Wake up. Wash face. Get dressed. Breakfast. Brush teeth. Pack bag.
Work. Work. Work.
Lunch.
Work. Work. Work. Work.
Home by seven, exhausted. Twelve hours out of the house, and only a few hours to enjoy life. What to do?
The answer, usually, was the only thing he could do: watch some TV, get some dinner, get some sleep.
And then wake up and do it all over again.
It was becoming intolerable. There were days when he would shut off his alarm and sit in the darkness of his bedroom, in the evaporating warmth of his bed, and cry.
Not that he would ever admit any of that to anyone else, but he'd sit there and cry, perhaps for twenty minutes, before finally dragging himself out of bed and starting the routine all over again.
Was this all there was to life? Was this what he would be doing for the rest of his existence?

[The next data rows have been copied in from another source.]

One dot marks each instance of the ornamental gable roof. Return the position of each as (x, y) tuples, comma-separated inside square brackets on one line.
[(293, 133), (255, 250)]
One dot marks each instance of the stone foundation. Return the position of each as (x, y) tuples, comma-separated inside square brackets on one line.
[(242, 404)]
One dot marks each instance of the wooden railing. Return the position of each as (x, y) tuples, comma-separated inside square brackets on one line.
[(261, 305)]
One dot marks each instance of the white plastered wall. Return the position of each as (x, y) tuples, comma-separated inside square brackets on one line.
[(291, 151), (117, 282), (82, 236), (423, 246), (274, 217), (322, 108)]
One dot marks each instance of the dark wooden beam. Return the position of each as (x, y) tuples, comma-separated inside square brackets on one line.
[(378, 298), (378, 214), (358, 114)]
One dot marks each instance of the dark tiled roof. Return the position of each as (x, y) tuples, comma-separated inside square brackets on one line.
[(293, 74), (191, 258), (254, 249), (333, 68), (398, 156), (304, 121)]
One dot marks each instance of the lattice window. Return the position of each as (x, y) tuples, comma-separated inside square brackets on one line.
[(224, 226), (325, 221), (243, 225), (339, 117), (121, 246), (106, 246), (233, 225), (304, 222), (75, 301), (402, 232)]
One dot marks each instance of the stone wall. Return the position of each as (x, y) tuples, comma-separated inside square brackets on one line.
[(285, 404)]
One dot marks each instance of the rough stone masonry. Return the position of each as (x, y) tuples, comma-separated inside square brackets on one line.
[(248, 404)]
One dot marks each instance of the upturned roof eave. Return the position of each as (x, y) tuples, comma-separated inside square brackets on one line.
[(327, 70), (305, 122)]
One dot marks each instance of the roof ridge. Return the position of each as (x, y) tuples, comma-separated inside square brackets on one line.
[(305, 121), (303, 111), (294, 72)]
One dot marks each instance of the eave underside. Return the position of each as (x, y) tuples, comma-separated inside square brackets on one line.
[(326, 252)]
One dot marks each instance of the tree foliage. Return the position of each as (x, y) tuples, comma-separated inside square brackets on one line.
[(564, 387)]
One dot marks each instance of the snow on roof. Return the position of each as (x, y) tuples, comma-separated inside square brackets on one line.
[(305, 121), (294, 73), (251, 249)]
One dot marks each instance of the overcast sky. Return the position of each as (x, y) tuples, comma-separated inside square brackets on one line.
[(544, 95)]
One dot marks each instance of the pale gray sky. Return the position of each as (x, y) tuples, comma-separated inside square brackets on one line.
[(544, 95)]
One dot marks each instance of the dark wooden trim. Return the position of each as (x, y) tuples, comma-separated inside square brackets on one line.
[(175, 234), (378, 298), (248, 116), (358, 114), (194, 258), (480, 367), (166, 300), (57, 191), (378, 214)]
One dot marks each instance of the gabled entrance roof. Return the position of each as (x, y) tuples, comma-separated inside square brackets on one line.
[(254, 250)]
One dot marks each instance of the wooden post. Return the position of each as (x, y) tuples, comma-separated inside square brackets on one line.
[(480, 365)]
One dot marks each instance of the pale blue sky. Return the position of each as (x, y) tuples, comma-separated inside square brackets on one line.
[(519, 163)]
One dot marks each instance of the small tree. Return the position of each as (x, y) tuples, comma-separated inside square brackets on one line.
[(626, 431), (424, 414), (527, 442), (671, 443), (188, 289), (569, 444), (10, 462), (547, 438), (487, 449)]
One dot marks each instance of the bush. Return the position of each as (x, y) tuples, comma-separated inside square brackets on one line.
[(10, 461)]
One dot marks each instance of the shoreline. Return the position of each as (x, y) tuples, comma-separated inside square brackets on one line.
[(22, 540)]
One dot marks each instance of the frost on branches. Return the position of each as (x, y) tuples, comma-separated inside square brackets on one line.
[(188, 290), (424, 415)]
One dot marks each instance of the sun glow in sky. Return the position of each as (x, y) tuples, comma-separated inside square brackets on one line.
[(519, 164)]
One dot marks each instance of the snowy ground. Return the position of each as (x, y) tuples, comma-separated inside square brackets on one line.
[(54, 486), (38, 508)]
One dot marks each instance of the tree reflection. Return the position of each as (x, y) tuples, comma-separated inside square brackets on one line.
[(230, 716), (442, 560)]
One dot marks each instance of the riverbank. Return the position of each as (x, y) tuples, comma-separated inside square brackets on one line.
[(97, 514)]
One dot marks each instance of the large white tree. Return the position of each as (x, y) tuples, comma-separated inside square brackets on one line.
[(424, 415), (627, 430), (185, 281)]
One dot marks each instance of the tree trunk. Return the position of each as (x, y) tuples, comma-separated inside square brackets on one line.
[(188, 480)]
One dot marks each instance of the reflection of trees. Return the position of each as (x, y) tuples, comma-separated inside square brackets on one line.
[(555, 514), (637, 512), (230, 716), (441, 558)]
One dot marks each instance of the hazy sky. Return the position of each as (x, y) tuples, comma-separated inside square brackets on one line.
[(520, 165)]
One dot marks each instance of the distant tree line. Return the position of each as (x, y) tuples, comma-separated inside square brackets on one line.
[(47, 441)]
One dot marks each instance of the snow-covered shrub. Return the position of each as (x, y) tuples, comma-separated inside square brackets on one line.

It made no sense. Why? For what purpose? To survive? To be able to have a roof over his head, food in his fridge? He had half a mind to give it all up. To wander the streets and wander the world and eke out a living somehow - somehow - somehow--
But how?
It made no sense.
None of it did.
He sat in his car, idling while the digital clock's 7:58 slowly changed to 7:59 and then, finally, 8:00.
Time for work.
But he couldn't do it. He just couldn't get out of his car. There was the handle - and there was his boss, entering the office, waving to him - and there was his lunch, all packed up next to him, already as cold as ice. And he couldn't do it.
God, he just really couldn't do it anymore.